Published on May 21, 2008

The British larder holds a national treasure considered by some to be the equivalent of France's black truffles or Russia's caviar: the eggs of the black-headed gull. A bit smaller than hen's eggs, these are laid by the millions throughout Britain and collected from early April through mid-June. They are said to be far more savory than quail's eggs and are traditionally boiled for eight minutes, then eaten cold with a pinch of celery salt. Enthusiasts seek them out for their pure, clean, tangy flavor as well as for their bright orange yolks and translucent whites.

A century ago, when gull's eggs were everyday food in Britain, no rules governed their gathering. Typically, urchins would wade through marshes or scramble along beachfront cliffs (some seagulls nest in rather precarious locations), pocket the goods, and sell them—tuppence for a nest's worth. Environmentalists today, however, believing that the birds need protection, have imposed limits on the harvest of their eggs. Each season, for example, only 10,000 gull's eggs may be gathered from Earl Haig's estate, near Melrose in southeastern Scotland. "You could easily take twice that number without the gulls noticing," says Alex Aitken, owner of Le Poussin, a restaurant in the New Forest, about 100 miles south of London. "The important thing is to collect the eggs daily so that they don't become addled. And always leave a clutch to hatch so that the gulls will come back next year."

It's probably just as well that the gull's-egg harvest is now restricted, because the eggs have fallen out of culinary fashion—and are likely to be found today in only a few British shops and restaurants. They remain especially popular, however, among the crusty gents at exclusive London men's clubs. There, the eggs are lined up at the bar and served with cocktails. "We used to sell thousands a day," says Syd Short, who wholesales the eggs to butchers and game dealers at Smithfield, London's major meat market. "We'd get them either from kids who'd go 'nesting' on weekends or all jumbled up with lapwing's eggs and sawdust in huge crates from Denmark." Even as sales have greatly decreased, however, prices have risen, to as much as £1.50 (about $2.25) per egg.
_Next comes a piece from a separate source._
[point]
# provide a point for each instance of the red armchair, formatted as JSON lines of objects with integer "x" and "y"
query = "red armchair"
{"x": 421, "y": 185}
"Once people try them," Aitken says, "they really become enthusiastic." Nevertheless, the only other country where their flavor is appreciated, according to gull's-egg exporters, is Holland. (The eggs are not available in the United States.) Aitken, who calls the eggs' flavor "incomparable", adds them to salade niçoise and serves them soft-boiled with hollandaise and marsh samphire, a kind of asparagus native to the area. "People go mad over them," he says. Not Short, who, after years in the gull's-egg business, has never actually eaten one. "I see what the gulls are picking up, what they're eating," he says, "and I just can't."